Solar panels still out of reach for most 

Let the Sun Shine in

Although the ridiculously hot weather is one of the most notable things about Charleston — it seems like every summer day is sunny and humid — unfortunately, environmental consciousness is not. And that may be one reason why, when driving around town, you do not see many homes or businesses with solar panels on their roofs.

Erik Lensch, one of the owners of Argand Energy Solutions, is trying to change that, one project at a time. Recently, the company installed solar panels at Blackbaud Stadium.

Interestingly, the name Argand refers to an old-fashioned type of power. “The Argand lamp was a technological breakthrough in the 1800s,” says Lensch. “It was oil-powered and ended up revolutionizing the lighthouse.” Today, Argand Energy Solutions installs solar panels and solar hot water heaters. Lensch now wants to be a part of a movement that will “change the future of the planet.”
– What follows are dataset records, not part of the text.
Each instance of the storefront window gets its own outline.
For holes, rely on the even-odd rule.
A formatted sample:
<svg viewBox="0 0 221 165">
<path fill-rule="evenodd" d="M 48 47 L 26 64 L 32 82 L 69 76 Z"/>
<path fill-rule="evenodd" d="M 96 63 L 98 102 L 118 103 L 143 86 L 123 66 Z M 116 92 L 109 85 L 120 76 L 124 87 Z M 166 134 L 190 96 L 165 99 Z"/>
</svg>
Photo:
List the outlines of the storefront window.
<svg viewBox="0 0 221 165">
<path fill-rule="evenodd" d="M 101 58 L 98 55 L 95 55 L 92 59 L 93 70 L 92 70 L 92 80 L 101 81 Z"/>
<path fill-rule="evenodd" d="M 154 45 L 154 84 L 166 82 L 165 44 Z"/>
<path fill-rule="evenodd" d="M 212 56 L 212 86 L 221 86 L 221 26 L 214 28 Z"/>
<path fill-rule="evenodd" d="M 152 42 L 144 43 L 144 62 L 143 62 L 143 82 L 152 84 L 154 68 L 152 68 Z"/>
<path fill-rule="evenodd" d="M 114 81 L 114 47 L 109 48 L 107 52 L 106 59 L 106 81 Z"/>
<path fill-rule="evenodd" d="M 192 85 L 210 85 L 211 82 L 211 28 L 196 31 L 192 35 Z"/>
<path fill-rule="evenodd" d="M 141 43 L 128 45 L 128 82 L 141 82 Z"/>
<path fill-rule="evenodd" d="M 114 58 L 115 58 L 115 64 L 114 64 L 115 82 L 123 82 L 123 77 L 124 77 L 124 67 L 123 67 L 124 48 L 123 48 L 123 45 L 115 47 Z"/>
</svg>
Lensch believes that changes in energy consumption must be made quickly to avoid global disaster. Although he admits that solar power is not a “magic bullet,” he maintains that it is an important step in providing and using clean energy. “We are burning through oil and coal like it’s going to be here forever, and it’s not,” he says.

Currently, there are financial incentives for installing solar panels and solar hot water heaters. They include federal and state tax rebates, which are quite substantial for businesses but less so for residential buildings. The motivation for homeowners, it seems, comes from knowing that you will recoup your costs in the long run. For solar panels, that becomes the long, long run. Longer than a marathon.

According to Lensch, the average residential solar panel installment will cost “about $25,000 and will take 20 years or more” before the household starts saving money. The good news is, solar hot water heaters are a lot less expensive, and therefore cost recovery is a lot faster. Lensch says that in five to seven years a typical residential solar hot water heater — at about $7,000 a pop — will pay itself off.

Changing the incentive program is one thing Lensch wants to see done to increase the presence of solar power. “I believe every new building should have a plan for solar energy, especially hot water heaters,” Lensch contends. “If there were different financing arrangements, or if it were mandated in the building code, demand would go up.”

As demand goes up, Lensch believes the equipment prices will go down as solar energy becomes more mainstream. Currently, Charleston is one of Argand’s best markets, although they service all of South and North Carolina.